We’re only four games in, and the Habs top-four are doing their best to put these concerns to rest, but even without considering their performance so far, Montreal fans can be grateful that the questions are mostly academic. The Tricolore are a playoff team, but what sort of playoff team are they?
In Boston, the defensive questions have much greater urgency.
How to Watch
Start Time: 7:00 PM EDT / 4:00 PDT
National: City (English), TVAS (French)
In the Bruins region: NESN
Stream: NHL GameCentre Live, Sportsnet Now
The Bruins missed the playoffs last year by the slimmest of margins, and the defensive play of last year’s B’s stood out as a glaring weakness. Neither of the the team’s two best defensive players actually played defence, but neither Patrice Bergeron nor Tuukka Rask could do enough to drag their team into the postseason.
Entering this season, the Bruins haven’t made much progress on that front. Zdeno Chara, one year older, remains the team’s number one defender. Paired with him in the early going is Brandon Carlo, a 19-year-old defenceman who the Bruins hope can translate his physical maturity and natural defensive style into reliable play on the top pair.
Behind them are Torey Krug, John-Michael Liles, Adam McQuaid, and Colin Miller, all members of the defensively woeful outfit from last season. Things can change from season to season, but exclusively from a personnel perspective, slotting a rookie into last season’s tire fire and expecting playoff-calibre defence doesn’t come across as sound thinking.
Of course, that’s not to say that things aren’t going all right so far. With three wins and one loss, the Bruins enter the game second only to the Habs atop the Atlantic division. Not surprisingly, Rask has played up to his usual level of excellence, allowing only two even strength goals in three outings so far. The Bruins will need him to maintain that high standard tonight and all season.
At the other end, Carey Price will get his second start of the year in the Canadiens’ net, following a successful outing against the Coyotes on Thursday. It’s been 377 days since Price lined up against the Bruins, but the feeling should be familiar. Carey has faced the Bruins 34 times in his career, more than any other opponent, and has beaten them exactly 22 times in the regular season.

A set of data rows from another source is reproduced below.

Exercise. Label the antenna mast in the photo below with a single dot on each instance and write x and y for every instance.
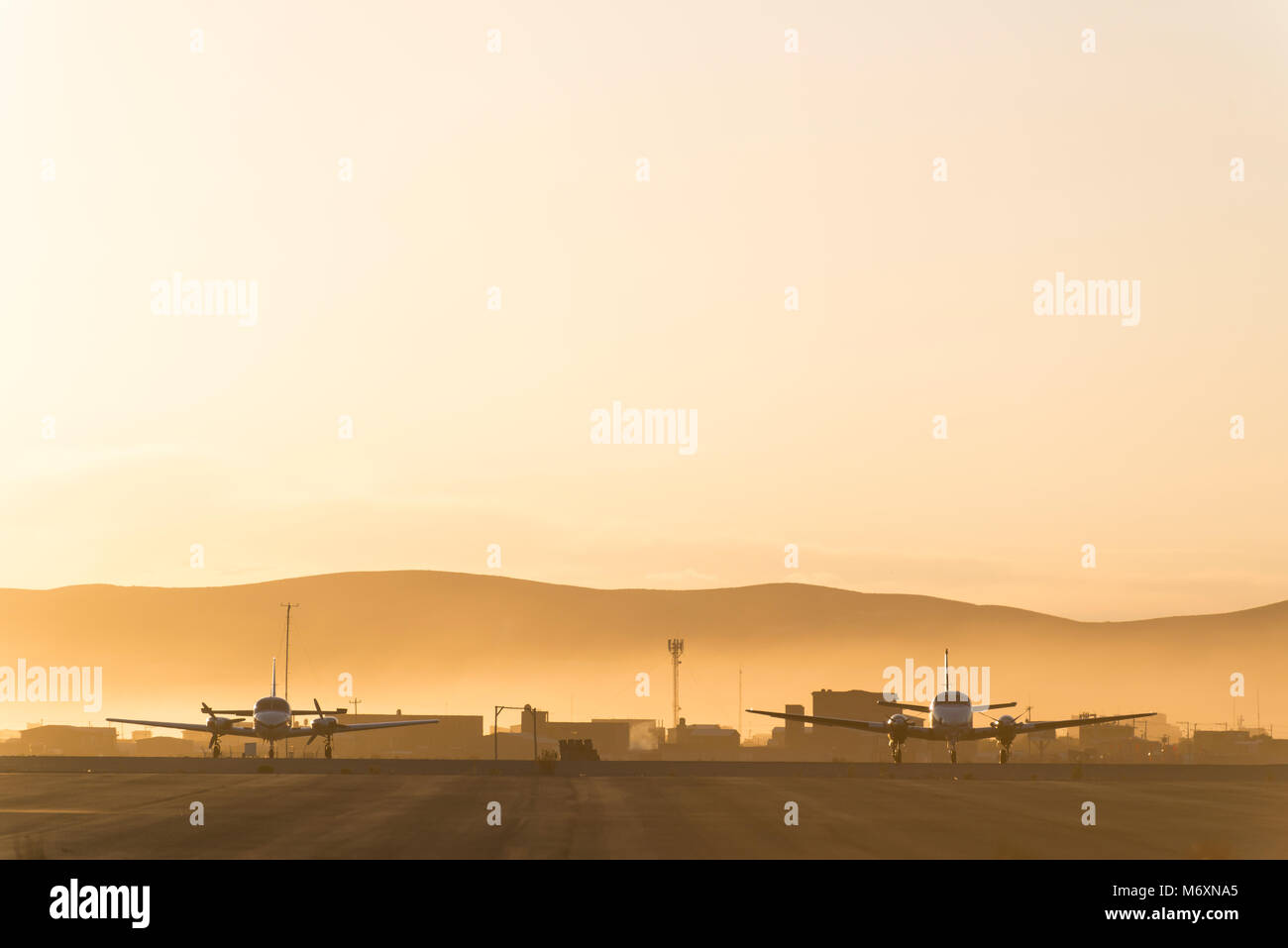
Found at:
(677, 648)
(287, 695)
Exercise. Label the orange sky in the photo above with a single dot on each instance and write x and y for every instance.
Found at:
(518, 170)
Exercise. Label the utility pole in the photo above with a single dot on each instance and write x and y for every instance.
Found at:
(496, 714)
(287, 694)
(739, 703)
(677, 648)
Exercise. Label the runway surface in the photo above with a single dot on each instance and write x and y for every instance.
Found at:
(323, 815)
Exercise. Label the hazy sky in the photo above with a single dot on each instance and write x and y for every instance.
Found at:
(132, 436)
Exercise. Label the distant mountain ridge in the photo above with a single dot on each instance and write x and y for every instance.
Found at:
(420, 639)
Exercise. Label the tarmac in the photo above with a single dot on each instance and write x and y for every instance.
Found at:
(85, 807)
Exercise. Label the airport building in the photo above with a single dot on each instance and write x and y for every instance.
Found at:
(455, 737)
(63, 741)
(700, 742)
(610, 738)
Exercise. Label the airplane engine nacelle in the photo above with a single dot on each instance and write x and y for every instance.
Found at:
(898, 725)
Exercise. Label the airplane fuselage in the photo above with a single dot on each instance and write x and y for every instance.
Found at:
(271, 719)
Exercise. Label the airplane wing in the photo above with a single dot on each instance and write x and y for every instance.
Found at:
(244, 732)
(347, 728)
(1076, 723)
(906, 706)
(373, 725)
(876, 727)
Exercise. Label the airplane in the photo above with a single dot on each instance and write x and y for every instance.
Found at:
(951, 720)
(271, 723)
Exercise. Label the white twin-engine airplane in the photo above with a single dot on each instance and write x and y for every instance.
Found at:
(271, 723)
(951, 720)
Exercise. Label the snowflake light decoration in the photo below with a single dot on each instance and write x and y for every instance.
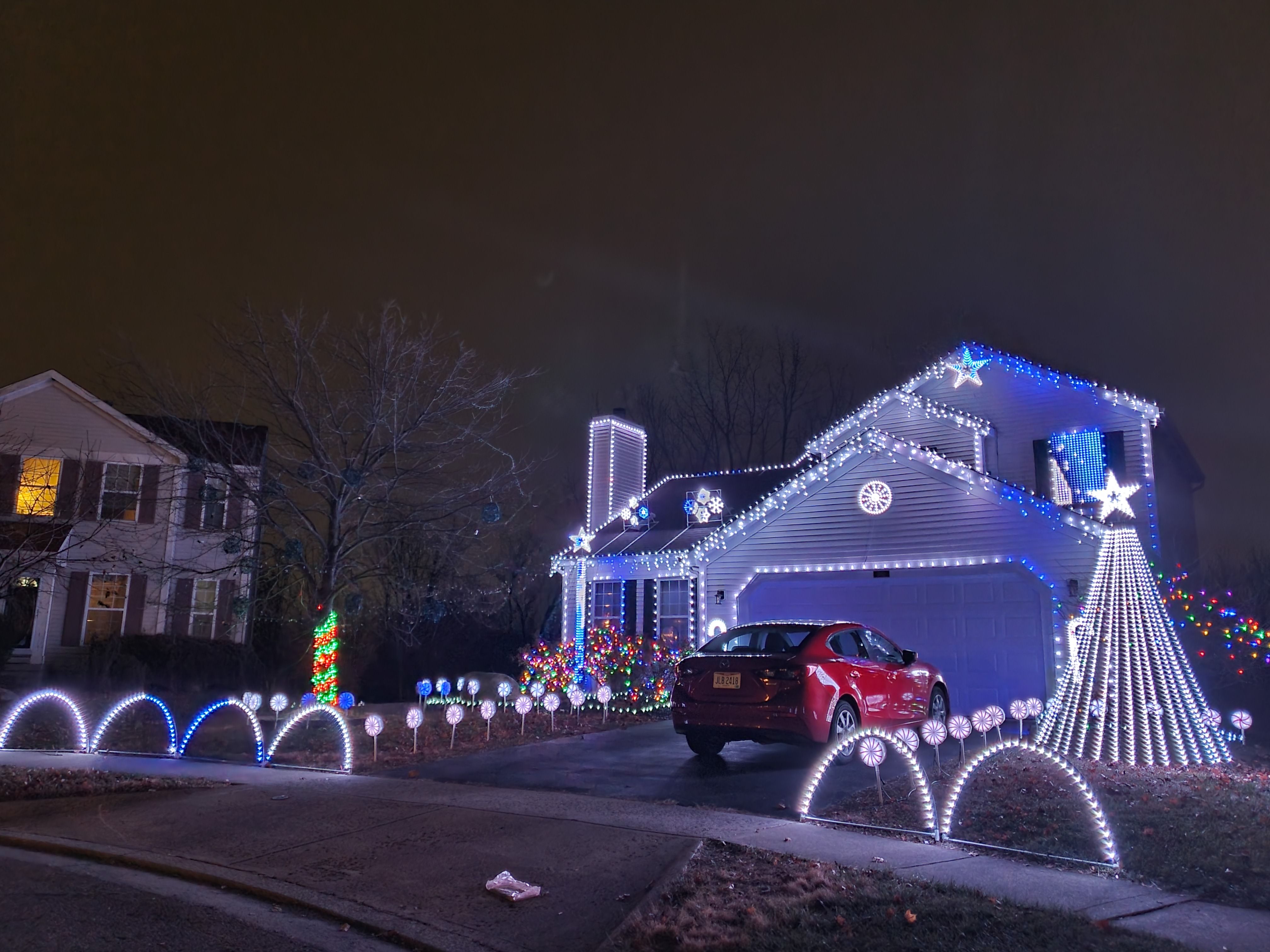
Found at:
(876, 498)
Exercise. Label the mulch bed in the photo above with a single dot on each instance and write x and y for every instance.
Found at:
(46, 782)
(733, 898)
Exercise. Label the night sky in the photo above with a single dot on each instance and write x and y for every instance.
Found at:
(1088, 187)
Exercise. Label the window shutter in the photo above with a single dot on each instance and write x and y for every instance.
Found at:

If the Bruins wish to avoid chalking up victory #23 for Price, they’ll need their big guns to do the heavy lifting. Patrice Bergeron, Brad Marchand, and David Pastrnak should make for a dangerous first line, while Davids Krejci and Backes will seek to chip in from the second line. Hometown boy Frank Vatrano would have been a welcome bookend to the top six, but since he’s nursing a foot injury, the Bruins may run with former University of Denver stud Danton Heinen instead.

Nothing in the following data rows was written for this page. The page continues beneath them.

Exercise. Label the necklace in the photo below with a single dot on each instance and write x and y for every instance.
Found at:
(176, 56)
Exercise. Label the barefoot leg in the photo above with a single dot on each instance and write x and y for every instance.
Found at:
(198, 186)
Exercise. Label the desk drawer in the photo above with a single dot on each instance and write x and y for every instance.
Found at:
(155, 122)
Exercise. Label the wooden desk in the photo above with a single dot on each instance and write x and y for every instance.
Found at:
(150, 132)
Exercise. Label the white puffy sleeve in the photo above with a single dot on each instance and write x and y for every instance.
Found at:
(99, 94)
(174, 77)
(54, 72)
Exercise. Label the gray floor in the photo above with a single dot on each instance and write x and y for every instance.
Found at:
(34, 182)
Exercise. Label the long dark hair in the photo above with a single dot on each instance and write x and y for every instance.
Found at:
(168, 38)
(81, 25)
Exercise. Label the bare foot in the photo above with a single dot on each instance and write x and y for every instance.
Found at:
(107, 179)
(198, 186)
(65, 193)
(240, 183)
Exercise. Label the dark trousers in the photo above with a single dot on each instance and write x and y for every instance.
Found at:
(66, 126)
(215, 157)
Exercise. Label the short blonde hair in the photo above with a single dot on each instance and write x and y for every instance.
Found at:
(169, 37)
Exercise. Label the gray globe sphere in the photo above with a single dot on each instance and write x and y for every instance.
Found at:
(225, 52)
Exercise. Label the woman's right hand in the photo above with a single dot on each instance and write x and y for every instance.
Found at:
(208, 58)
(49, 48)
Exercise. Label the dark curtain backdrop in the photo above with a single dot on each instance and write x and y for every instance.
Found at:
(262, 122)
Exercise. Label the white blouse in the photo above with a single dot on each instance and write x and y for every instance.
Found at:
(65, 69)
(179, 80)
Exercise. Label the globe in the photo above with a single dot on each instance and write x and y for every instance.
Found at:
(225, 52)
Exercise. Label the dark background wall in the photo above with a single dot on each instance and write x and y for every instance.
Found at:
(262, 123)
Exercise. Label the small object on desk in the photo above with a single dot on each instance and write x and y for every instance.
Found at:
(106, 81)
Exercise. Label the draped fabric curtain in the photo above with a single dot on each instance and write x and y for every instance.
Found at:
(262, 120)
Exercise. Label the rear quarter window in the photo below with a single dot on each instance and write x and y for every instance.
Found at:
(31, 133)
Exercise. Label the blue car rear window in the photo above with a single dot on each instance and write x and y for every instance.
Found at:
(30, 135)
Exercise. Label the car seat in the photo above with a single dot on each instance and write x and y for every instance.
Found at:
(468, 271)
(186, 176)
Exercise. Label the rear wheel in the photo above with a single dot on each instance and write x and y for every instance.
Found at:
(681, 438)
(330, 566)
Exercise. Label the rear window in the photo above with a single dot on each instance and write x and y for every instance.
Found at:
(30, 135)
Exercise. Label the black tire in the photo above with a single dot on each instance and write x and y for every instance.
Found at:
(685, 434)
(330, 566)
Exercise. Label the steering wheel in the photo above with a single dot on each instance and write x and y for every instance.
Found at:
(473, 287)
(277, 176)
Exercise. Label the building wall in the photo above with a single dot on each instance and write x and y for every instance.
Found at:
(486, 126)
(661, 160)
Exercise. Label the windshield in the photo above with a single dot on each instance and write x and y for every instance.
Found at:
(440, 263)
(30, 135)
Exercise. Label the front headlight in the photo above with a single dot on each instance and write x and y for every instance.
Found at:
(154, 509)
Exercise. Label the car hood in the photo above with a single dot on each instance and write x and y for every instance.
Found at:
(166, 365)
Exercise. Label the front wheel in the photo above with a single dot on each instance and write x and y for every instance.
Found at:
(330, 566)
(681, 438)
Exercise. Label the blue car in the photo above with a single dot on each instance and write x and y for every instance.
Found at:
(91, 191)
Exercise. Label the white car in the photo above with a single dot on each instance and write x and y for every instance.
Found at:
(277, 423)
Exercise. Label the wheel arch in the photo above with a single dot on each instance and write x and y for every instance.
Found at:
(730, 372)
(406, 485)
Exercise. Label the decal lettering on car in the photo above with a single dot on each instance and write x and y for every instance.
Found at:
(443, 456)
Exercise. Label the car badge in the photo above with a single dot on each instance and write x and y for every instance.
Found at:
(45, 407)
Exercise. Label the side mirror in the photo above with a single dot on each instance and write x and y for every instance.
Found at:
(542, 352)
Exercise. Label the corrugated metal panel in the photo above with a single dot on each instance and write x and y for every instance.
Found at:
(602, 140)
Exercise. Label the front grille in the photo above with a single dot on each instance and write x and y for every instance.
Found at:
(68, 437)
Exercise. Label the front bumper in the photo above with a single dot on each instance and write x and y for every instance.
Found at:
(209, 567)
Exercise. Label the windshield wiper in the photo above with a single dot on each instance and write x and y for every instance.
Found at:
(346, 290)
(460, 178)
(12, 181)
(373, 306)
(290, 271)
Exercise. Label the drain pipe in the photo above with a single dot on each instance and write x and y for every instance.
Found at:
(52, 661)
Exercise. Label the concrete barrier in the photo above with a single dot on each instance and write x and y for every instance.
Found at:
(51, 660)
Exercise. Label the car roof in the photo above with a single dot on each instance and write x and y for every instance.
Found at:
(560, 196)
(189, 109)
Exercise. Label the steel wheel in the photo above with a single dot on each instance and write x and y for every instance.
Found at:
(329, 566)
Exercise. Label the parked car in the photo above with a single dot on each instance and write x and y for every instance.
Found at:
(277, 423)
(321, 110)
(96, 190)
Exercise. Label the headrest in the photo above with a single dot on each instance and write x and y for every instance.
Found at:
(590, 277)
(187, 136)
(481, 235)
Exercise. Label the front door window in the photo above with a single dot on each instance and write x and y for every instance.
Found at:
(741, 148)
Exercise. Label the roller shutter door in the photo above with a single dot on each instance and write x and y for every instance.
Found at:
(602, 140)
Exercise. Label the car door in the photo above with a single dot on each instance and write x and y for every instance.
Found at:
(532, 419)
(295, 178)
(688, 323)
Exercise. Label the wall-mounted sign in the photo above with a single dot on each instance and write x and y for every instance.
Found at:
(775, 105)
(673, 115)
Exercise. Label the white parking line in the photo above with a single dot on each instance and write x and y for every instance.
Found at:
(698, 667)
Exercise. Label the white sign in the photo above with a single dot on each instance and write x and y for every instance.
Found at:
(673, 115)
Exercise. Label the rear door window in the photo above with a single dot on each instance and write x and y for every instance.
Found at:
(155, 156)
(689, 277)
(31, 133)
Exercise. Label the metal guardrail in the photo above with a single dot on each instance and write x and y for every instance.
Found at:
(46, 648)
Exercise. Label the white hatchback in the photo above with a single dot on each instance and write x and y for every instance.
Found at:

The bottom-six is a mix of veterans (Matt Beleskey, Dominic Moore) and relative youngsters (Ryan Spooner, Tim Schaller), and while their capacity for offence is yet to be determined, we can confirm that the Bruins are no longer prepared to offer anthropomorphic cactus Zac Rinaldo six minutes a night.
All in all, this is a Bruins team that is likely too flawed to make the playoffs, despite the presence of a few elite players in their lineup. And while the Habs may not yet be the well-oiled machine they envision becoming, the should have more than enough power to beat the Bruins in their own rink tonight.